Forse è così che ci stiamo preparando alla Pasqua?
Mentre ero al computer in attesa della cena, sul telefonino, appoggiato sulla scrivania, arriva una notifica e lo schermo si illumina, ci butto l’occhio e vedo il lancio della notizia della dichiarazione della principessa Kate sul suo tumore, proprio mentre mi commuovo all’idea che una giovane donna debba affrontare una prova così difficile con bimbi piccoli che hanno ancora bisogno di lei, arriva il lancio della notizia sull’attentato a Mosca. Confesso che una notizia sulle guerre ormai mi commuove meno del caso di una singola persona per la quale provo una qualche forma di identificazione. Ci si abitua alla morte, alla morte dei bambini, alle crudeltà più efferate così nel caso dell’attentato di Mosca la reazione prevalente non è la commozione ma la paura che la situazione generale si aggravi e che sempre più velocemente ci si avvicini ad una situazione di non ritorno che potrebbe toccare le nostre stesse vite.

In queste settimane riflettevo sulla differenza tra l’Occidente democratico e liberale a cui appartengo e il mondo circostante che si sta strutturando e organizzando con istituzioni autoritarie, dispotiche, militaresche, terroristiche in cui la vita dei singoli umani non sembra avere molto importanza. Le guerre in atto, gli scontri chiedono vite umane da sacrificare sul campo di battaglia, morti che non si contano né tra i combattenti né tra i civili, vecchi e bambini compresi. Noi del mondo ricco non siamo disposti a morire direttamente ma solo vendere o prestare le armi e le munizioni che produciamo. Forse il valore della vita e della morte potrebbe essere una discrimine evolutivo che selezionerà una umanità nuova quella del futuro, non necessariamente migliore.

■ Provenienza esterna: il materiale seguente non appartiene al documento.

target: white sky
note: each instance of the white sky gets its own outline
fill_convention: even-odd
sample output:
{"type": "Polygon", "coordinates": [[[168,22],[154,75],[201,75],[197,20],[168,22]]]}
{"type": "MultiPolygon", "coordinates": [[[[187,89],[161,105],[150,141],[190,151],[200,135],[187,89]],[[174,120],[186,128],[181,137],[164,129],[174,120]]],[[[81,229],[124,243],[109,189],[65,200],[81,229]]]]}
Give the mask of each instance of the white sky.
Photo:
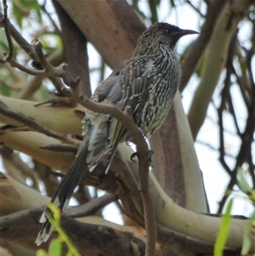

La Pasqua, sia quella ebraica sia quella cristiana, è la celebrazione della liberazione dalla schiavitù della morte, sia quella violenta e crudele delle guerre sia quella prevista dalla natura che attraverso la morte biologica rinnova la vita. La natura che si rinnova e rifiorisce ci incoraggia a sperare nella vita nonostante le tenebre di questi giorni.
Morte e Vita si affrontano in un prodigioso duello. Buona Pasqua.